Calibration. Pre-registration is how the program keeps measured, planned, and conjectured apart. A locked decision rule plus a closed run = measured. A locked decision rule with no run yet = planned. Most rungs are currently the latter.
Each steering lever is gated by a pre-registered prototype experiment with mechanism traps and decision rule before paper-week investment.
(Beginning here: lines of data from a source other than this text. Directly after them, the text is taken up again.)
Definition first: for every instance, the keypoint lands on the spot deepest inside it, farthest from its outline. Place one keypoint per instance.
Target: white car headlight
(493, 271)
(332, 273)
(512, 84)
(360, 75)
Pre-reg structure (per lever)
H0.md— falsifiable hypothesis + KILL-world predictiontau.json— sha-self-locked hyperparameters (axes, prompts, conditions)power.md— effect-size and sample-size argumentdecision.json— populated post-run with gate evaluationspostmortem.md— written on decision
Trap-and-deepen
Every lever pre-reg includes ≥2 mechanism traps:
- Random null: same mask budget, randomized assignment
- Catastrophic sanity: maximal intervention; must produce qualitative pathology
- Repro sanity: baseline reproduces dense forward pass at machine precision
Trap failures kill the gate even if primary metric passes.
Lean role
Lean theorems act as boundary of trust. These are machine-checked proofs
(in Lean 4) — a different and stronger kind of claim than the empirical results: a
proved theorem is true under its stated assumptions, full stop. Each lever cites
existing correctness theorems (gauge_invariance, topk_route_stability,
gap_preserved_under_perturbation) as a trust boundary; it does not carry its
own new proof obligation. So “the lever cites a proved theorem” must not be read as
“the lever’s steering claim is proved” — the steering claims remain empirical
(measured or planned). Loose-first, tighten-later if a lever ships.
Loop ordering
experimental design → run → interpret via Lean modeling → design next.
Skipping the Lean-modeling step is rejected as empirical autopilot.